War, Terror, Violence and International Law (907M3)

30 credits, Level 7 (Masters)

Spring teaching

You'll focus upon the contemporary problems of war and terrorism within a historical, political and global context.

Drawing upon approaches from international law, political and critical theory and international relations, this module examines law's various attempts to define what constitutes 'legitimate violence'. We'll look at some of the dominant legal, moral and political arguments behind the justification and condemnation of acts of war, terror and public violence. You also examine:

  • the law's criminalisation of non-state violence
  • the use of new theological arguments to justify 'humanitarian wars'
  • the relationship between violence and international security
  • the ethics of violence.

Teaching

100%: Seminar

Assessment

100%: Written assessment (Essay)

Contact hours and workload

This module is approximately 300 hours of work. This breaks down into about 20 hours of contact time and about 280 hours of independent study. The University may make minor variations to the contact hours for operational reasons, including timetabling requirements.

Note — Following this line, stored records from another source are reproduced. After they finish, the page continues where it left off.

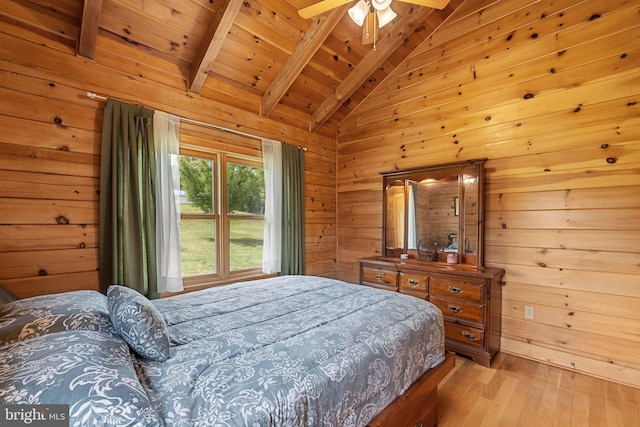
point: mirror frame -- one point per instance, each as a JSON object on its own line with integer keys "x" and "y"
{"x": 459, "y": 169}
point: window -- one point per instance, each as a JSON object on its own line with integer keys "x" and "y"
{"x": 222, "y": 216}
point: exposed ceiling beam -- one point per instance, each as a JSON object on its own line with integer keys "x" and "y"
{"x": 319, "y": 7}
{"x": 402, "y": 28}
{"x": 315, "y": 36}
{"x": 225, "y": 15}
{"x": 91, "y": 10}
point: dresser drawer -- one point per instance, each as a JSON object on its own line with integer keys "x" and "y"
{"x": 414, "y": 281}
{"x": 380, "y": 278}
{"x": 464, "y": 334}
{"x": 466, "y": 290}
{"x": 458, "y": 309}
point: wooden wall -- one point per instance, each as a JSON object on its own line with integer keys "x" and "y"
{"x": 549, "y": 92}
{"x": 50, "y": 145}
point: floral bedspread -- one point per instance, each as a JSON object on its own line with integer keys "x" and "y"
{"x": 289, "y": 351}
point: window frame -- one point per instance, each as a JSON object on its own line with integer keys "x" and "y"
{"x": 223, "y": 274}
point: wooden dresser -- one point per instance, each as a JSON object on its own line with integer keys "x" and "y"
{"x": 470, "y": 298}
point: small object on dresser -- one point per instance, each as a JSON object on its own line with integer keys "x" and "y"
{"x": 424, "y": 253}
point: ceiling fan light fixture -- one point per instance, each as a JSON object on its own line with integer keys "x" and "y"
{"x": 380, "y": 5}
{"x": 358, "y": 13}
{"x": 385, "y": 16}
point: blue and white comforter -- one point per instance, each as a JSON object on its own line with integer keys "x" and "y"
{"x": 287, "y": 351}
{"x": 290, "y": 351}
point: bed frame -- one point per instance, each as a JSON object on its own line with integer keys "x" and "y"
{"x": 418, "y": 406}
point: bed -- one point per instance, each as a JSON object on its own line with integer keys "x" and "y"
{"x": 284, "y": 351}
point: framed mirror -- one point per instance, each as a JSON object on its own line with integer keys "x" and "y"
{"x": 433, "y": 212}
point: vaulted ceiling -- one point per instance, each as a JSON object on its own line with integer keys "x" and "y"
{"x": 260, "y": 55}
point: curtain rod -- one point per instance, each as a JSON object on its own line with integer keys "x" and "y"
{"x": 93, "y": 95}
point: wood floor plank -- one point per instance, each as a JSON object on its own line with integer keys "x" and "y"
{"x": 519, "y": 392}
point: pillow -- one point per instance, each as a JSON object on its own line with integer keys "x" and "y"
{"x": 6, "y": 296}
{"x": 90, "y": 371}
{"x": 138, "y": 322}
{"x": 46, "y": 314}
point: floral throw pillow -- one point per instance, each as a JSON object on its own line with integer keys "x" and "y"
{"x": 138, "y": 322}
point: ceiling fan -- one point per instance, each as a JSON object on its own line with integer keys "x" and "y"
{"x": 370, "y": 14}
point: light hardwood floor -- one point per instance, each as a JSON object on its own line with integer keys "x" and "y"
{"x": 520, "y": 392}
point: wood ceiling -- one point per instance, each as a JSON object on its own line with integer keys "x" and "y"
{"x": 259, "y": 55}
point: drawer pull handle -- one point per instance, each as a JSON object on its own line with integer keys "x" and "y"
{"x": 469, "y": 336}
{"x": 455, "y": 308}
{"x": 455, "y": 290}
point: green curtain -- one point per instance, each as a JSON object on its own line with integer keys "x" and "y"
{"x": 293, "y": 250}
{"x": 127, "y": 206}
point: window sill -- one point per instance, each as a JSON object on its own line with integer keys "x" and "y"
{"x": 192, "y": 284}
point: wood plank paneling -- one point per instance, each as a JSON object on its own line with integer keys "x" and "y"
{"x": 50, "y": 146}
{"x": 549, "y": 92}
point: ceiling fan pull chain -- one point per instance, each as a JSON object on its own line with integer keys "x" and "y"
{"x": 375, "y": 29}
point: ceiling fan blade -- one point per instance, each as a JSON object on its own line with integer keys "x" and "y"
{"x": 434, "y": 4}
{"x": 321, "y": 7}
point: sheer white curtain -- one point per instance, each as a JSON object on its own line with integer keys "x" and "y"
{"x": 166, "y": 134}
{"x": 271, "y": 251}
{"x": 412, "y": 225}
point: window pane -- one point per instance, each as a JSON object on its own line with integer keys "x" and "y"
{"x": 198, "y": 246}
{"x": 245, "y": 189}
{"x": 196, "y": 185}
{"x": 246, "y": 238}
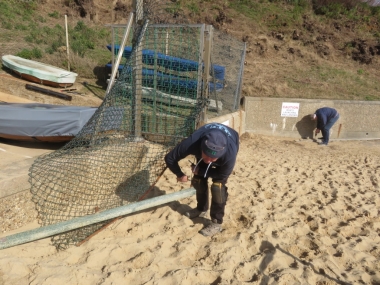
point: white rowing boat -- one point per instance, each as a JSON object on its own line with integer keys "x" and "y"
{"x": 39, "y": 72}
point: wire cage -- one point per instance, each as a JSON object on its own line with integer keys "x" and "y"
{"x": 158, "y": 98}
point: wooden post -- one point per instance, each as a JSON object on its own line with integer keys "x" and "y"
{"x": 206, "y": 71}
{"x": 137, "y": 70}
{"x": 67, "y": 44}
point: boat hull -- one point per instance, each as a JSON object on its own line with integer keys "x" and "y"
{"x": 39, "y": 72}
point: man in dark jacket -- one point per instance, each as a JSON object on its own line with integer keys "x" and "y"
{"x": 326, "y": 117}
{"x": 215, "y": 147}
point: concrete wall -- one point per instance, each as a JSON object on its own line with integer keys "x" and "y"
{"x": 234, "y": 120}
{"x": 358, "y": 119}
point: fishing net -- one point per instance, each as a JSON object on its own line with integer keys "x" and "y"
{"x": 155, "y": 102}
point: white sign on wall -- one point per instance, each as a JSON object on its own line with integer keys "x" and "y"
{"x": 290, "y": 109}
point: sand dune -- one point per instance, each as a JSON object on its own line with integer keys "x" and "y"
{"x": 297, "y": 213}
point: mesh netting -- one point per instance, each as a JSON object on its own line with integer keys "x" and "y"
{"x": 118, "y": 156}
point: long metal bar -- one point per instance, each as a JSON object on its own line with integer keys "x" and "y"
{"x": 47, "y": 231}
{"x": 115, "y": 67}
{"x": 241, "y": 74}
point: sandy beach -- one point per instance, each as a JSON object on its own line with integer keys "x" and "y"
{"x": 297, "y": 213}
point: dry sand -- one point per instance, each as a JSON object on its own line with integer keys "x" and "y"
{"x": 297, "y": 213}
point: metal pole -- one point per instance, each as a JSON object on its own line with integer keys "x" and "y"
{"x": 67, "y": 44}
{"x": 137, "y": 70}
{"x": 47, "y": 231}
{"x": 115, "y": 67}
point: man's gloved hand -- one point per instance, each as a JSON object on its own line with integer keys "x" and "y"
{"x": 182, "y": 179}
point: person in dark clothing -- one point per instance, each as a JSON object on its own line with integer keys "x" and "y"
{"x": 326, "y": 117}
{"x": 215, "y": 147}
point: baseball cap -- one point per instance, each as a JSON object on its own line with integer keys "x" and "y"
{"x": 214, "y": 144}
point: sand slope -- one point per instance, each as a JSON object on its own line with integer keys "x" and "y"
{"x": 297, "y": 213}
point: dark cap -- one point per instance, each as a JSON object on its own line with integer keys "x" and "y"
{"x": 214, "y": 144}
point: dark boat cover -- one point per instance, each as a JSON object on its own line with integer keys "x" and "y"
{"x": 40, "y": 120}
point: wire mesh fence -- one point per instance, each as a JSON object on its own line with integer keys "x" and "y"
{"x": 154, "y": 103}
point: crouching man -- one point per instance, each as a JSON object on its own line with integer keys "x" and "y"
{"x": 215, "y": 147}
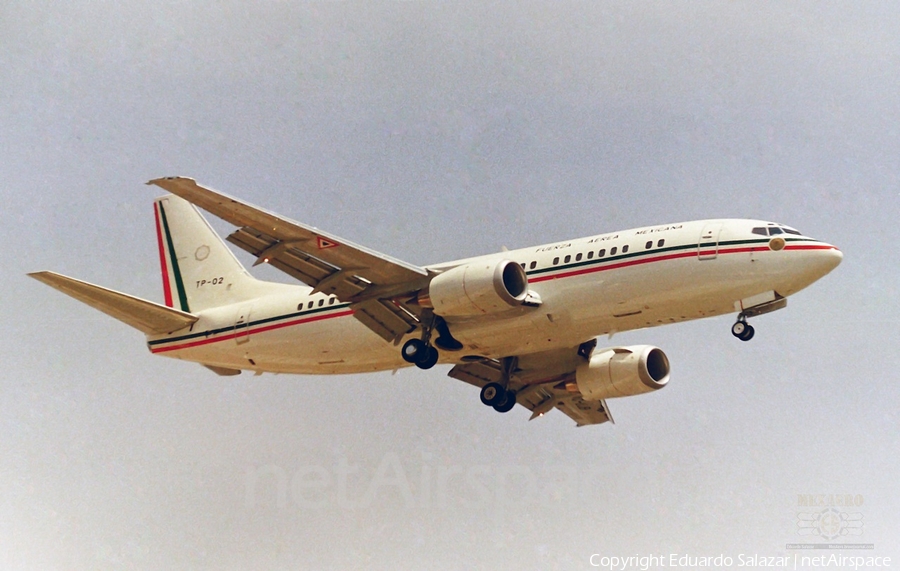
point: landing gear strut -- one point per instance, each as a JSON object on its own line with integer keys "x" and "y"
{"x": 498, "y": 395}
{"x": 741, "y": 329}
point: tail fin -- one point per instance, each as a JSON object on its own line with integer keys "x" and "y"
{"x": 198, "y": 269}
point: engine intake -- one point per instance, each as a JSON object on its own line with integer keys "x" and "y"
{"x": 476, "y": 288}
{"x": 622, "y": 372}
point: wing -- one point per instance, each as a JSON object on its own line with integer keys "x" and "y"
{"x": 367, "y": 279}
{"x": 540, "y": 382}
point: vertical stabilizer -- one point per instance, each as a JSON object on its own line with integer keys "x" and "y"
{"x": 198, "y": 269}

We regularly review our modules to incorporate student feedback, staff expertise, as well as the latest research and teaching methodology. We’re planning to run these modules in the academic year 2021/22. However, there may be changes to these modules in response to COVID-19, staff availability, student demand or updates to our curriculum. We’ll make sure to let our applicants know of material changes to modules at the earliest opportunity.